Initial results were expected Thursday in Liberia’s landmark presidential poll, the country’s first democratic transfer of power in decades, pitting former footballer George Weah against Vice President Joseph Boakai. Whoever wins will succeed Africa’s first elected female head of state, Ellen Johnson Sirleaf, who took over at the helm of the small west African nation in 2006. Sirleaf’s predecessor Charles Taylor fled the country in 2003, hoping to avoid prosecution for funding rebel groups in neighbouring Sierra Leone, while two presidents who served prior to Taylor were assassinated. The tumultuous events of the past seven decades in Liberia, where an estimated 250,000 people died during back-to-back civil wars between 1989-2003, means a democratic handover has not taken place since 1944.

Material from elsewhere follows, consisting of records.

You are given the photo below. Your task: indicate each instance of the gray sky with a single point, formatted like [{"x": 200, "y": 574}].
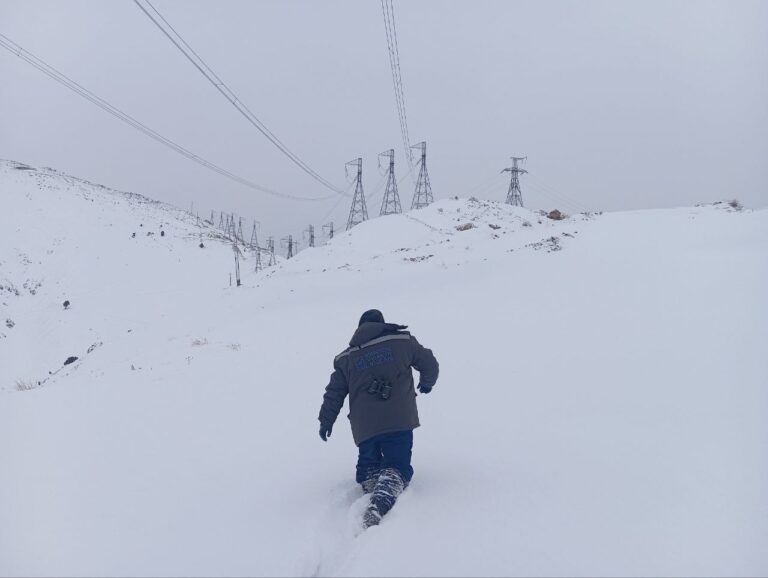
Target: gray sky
[{"x": 618, "y": 105}]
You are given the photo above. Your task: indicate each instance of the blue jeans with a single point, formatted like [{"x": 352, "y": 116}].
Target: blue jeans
[{"x": 389, "y": 450}]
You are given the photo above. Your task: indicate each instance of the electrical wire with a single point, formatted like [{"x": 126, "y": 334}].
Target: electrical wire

“No matter the results, we will accept it without causing problems. We don’t need trouble here anymore,” said Samuel Nuahn, 46, who voted for establishment candidate Boakai in Tuesday’s run-off.
Initial provisional results of the ballot were due later in the day, the National Electoral Commission (NEC) said on Facebook, without providing further details on timing.
Local media said Weah, who topped the first round of voting in October with 38.4 percent of ballots but failed to win the 50 percent necessary to avoid a run-off, was ahead.